On Buddha Purnima, let us understand the myth of the Birth of Lord Buddha.
King Suddhodana was the ruler of a Himalayan kingdom. One day his wife, Queen Maya, had a strange dream. As per her dream, some angels carried her high into the snow-capped mountains and draped her in flowers. Then a magnificent white elephant carrying a white lotus approached her and walked around her thrice. The elephant then struck her on her right side with its trunk and entered into her from her right side.
The Queen woke up very perplexed and when she related the dream to her husband, the King summoned Brahmins to interpret the dream. The Brahmins then told the King that the Queen would give birth to a son, who would grow up to be a great ‘conqueror’.
When the time for delivery came closer, she took leave of her husband to travel to her own town. On her way to her town, she came across the Lumbini grove which was in full bloom. The Queen decided to take some rest in the grove and with the help of her attendants went in the centre of the grove. When she reached the spot, she developed labour. She held the branches of a Sal tree and delivered the child in a standing position.
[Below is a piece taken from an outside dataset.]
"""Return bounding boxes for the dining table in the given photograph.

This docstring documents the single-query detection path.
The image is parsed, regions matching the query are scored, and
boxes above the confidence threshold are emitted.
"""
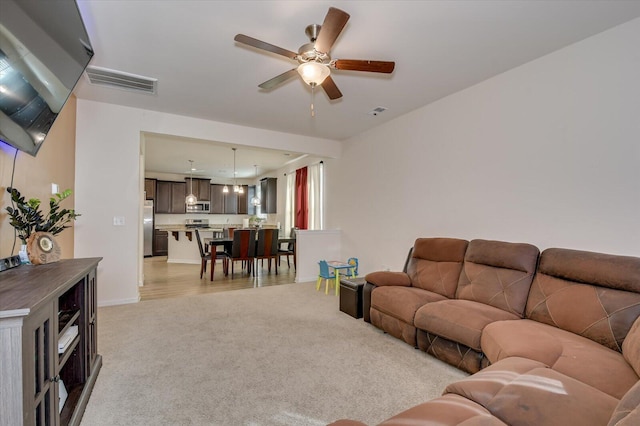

Later the Queen returned to her kingdom, but died within seven days and Gautama was raised by her mother’s sister, who in due course of time got married to the King.
This is an interesting myth associated with a historical person. There is historical evidence of the birth of Gautama, but has mythical connotations to his birth. The white elephant is a symbol of fertility and the white lotus is a symbol of enlightenment in Buddhist art and mythology. In mythology, the birth of a hero always has magical circumstances or unnatural events preceding or succeeding the birth, needless to say at times the birth itself.
Scholars have found parallels of the birth with the birth of Vedic Indra, who too was considered to be a mortal hero, who got deified later. Indra too was born from the side of his mother and there were earthquakes during his birth. The association of a white elephant is also found in myths of Indra, as his vahana was the mighty Airavata, a powerful elephant. Many scholars feel that the birth of Gautama could have been drawn from the Vedic references of the birth of Indra, except that there have been no major battles associated with Buddha, as is found in the case of Indra. However, Buddha ‘fought’ a lot of personal battles like vices and temptation to achieve Nirvana. If we are to compare this aspect too, then Indra fought his battles outside himself, whereas Buddha fought his battles inside to achieve Enlightenment.